The review argues that mRNA vaccines address core challenges in cancer vaccination by enabling rapid, scalable, and precise antigen delivery without genomic integration risks. Advances in structural optimization, purification, and delivery substantially improve translation efficiency, immunogenicity, and safety profiles. Personalized neoantigen vaccines leverage tumor genomics to overcome central tolerance and improve T cell specificity, while combinations with checkpoint inhibitors and cytokine/adjuvant-encoding mRNAs can amplify antitumor responses and remodel immunosuppressive tumor microenvironments. Remaining hurdles include mitigating detrimental innate immune activation that restricts antigen expression, ensuring efficacy and safety across diverse patient populations, and overcoming real-world implementation barriers (stability, distribution, and public acceptance). Collectively, the field is moving toward clinically practical, potent, and tailored mRNA cancer vaccines.
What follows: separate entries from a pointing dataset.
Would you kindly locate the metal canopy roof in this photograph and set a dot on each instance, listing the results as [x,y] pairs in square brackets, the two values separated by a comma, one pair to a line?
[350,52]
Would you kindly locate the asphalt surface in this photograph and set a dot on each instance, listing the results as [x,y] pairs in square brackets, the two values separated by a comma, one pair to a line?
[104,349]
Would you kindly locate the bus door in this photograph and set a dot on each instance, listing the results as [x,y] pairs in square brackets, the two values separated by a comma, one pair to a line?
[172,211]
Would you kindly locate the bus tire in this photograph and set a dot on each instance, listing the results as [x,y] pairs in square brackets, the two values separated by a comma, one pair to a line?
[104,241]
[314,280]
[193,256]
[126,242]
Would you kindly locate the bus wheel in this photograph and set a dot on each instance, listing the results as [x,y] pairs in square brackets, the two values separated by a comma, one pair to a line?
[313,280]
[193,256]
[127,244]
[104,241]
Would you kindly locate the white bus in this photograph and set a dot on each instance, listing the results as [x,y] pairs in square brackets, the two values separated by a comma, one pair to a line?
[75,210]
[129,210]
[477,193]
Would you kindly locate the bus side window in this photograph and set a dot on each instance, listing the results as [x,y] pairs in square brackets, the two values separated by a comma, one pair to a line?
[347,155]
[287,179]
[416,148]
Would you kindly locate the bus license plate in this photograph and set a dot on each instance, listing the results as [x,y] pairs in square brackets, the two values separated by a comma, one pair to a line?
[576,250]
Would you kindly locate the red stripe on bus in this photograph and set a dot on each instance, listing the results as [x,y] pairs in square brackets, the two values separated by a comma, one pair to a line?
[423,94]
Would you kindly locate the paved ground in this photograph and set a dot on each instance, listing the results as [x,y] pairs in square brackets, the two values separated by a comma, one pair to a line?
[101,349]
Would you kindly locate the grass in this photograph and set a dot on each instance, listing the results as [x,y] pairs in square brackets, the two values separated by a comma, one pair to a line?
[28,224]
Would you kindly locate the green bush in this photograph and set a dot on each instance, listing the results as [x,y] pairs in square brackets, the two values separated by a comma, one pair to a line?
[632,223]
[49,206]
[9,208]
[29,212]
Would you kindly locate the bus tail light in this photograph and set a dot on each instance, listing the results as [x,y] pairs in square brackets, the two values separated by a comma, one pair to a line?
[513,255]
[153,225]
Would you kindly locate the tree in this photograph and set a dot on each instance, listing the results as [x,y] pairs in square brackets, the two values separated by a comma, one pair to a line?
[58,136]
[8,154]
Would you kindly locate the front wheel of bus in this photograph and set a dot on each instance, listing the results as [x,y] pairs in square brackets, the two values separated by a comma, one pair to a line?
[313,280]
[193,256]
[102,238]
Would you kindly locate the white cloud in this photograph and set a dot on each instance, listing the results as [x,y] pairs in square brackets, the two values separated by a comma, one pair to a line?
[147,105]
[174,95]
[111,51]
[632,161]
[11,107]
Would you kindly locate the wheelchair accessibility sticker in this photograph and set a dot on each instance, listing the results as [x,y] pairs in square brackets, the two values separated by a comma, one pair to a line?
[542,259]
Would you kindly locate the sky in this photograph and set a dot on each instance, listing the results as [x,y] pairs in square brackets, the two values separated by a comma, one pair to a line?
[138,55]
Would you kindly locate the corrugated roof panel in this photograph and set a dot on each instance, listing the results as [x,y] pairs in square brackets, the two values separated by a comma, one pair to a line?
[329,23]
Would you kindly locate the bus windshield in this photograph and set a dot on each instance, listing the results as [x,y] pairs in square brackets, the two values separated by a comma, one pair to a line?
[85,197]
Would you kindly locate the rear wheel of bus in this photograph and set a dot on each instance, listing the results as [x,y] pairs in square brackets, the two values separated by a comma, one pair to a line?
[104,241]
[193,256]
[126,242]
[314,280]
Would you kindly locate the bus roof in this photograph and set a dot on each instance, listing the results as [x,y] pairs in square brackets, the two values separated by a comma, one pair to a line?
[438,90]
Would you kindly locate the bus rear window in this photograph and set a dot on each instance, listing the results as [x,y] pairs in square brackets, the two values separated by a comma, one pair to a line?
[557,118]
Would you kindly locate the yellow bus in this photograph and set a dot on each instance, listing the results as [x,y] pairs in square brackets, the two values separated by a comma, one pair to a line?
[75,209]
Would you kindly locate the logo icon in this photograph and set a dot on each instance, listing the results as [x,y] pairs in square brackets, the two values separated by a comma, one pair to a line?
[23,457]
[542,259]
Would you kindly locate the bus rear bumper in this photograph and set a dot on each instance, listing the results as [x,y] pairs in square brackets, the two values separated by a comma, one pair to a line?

mRNA-based cancer vaccines, accelerated by successes against COVID-19, are emerging as potent therapeutic tools distinct from the few approved prophylactic cancer vaccines (HBV, HPV). Their ability to encode multiple antigens and immunomodulators, together with maturing manufacturing and formulation platforms, supports rapid, scalable deployment and personalization via neoantigens. The overarching goal is to maximize efficacy while minimizing adverse effects. Continued improvements in mRNA design, purification, delivery, stability, and mechanistic understanding, along with rigorous clinical evaluation and combination strategies, are essential to realize the full potential of mRNA cancer vaccines.

- Innate immune sensing can suppress antigen expression: dsRNA byproducts activate PKR (eIF2α phosphorylation), OAS/RNase L-mediated degradation, and receptors such as MDA-5 and TLR3, reducing translation and vaccine efficacy if mRNA is not properly designed/purified. - Population-specific considerations: elderly may need tailored formulations/boosting; children often exhibit higher reactogenicity and may require lower doses; data in pregnancy are limited; immunosuppressed patients show attenuated responses. - Scope limitations: few efforts against bacterial/parasite-associated cancers due to antigen identification challenges, immune evasion, and availability of effective drugs; cost–benefit may be unfavorable. - Effectiveness dependencies: packaging, storage, preparation, and administration quality; cold-chain vulnerabilities; supply chain risks; vaccine hesitancy and potential political pressures affecting development timelines. - Long-term safety/efficacy data and head-to-head comparisons of platforms are limited; extensive preclinical and post-approval surveillance are required.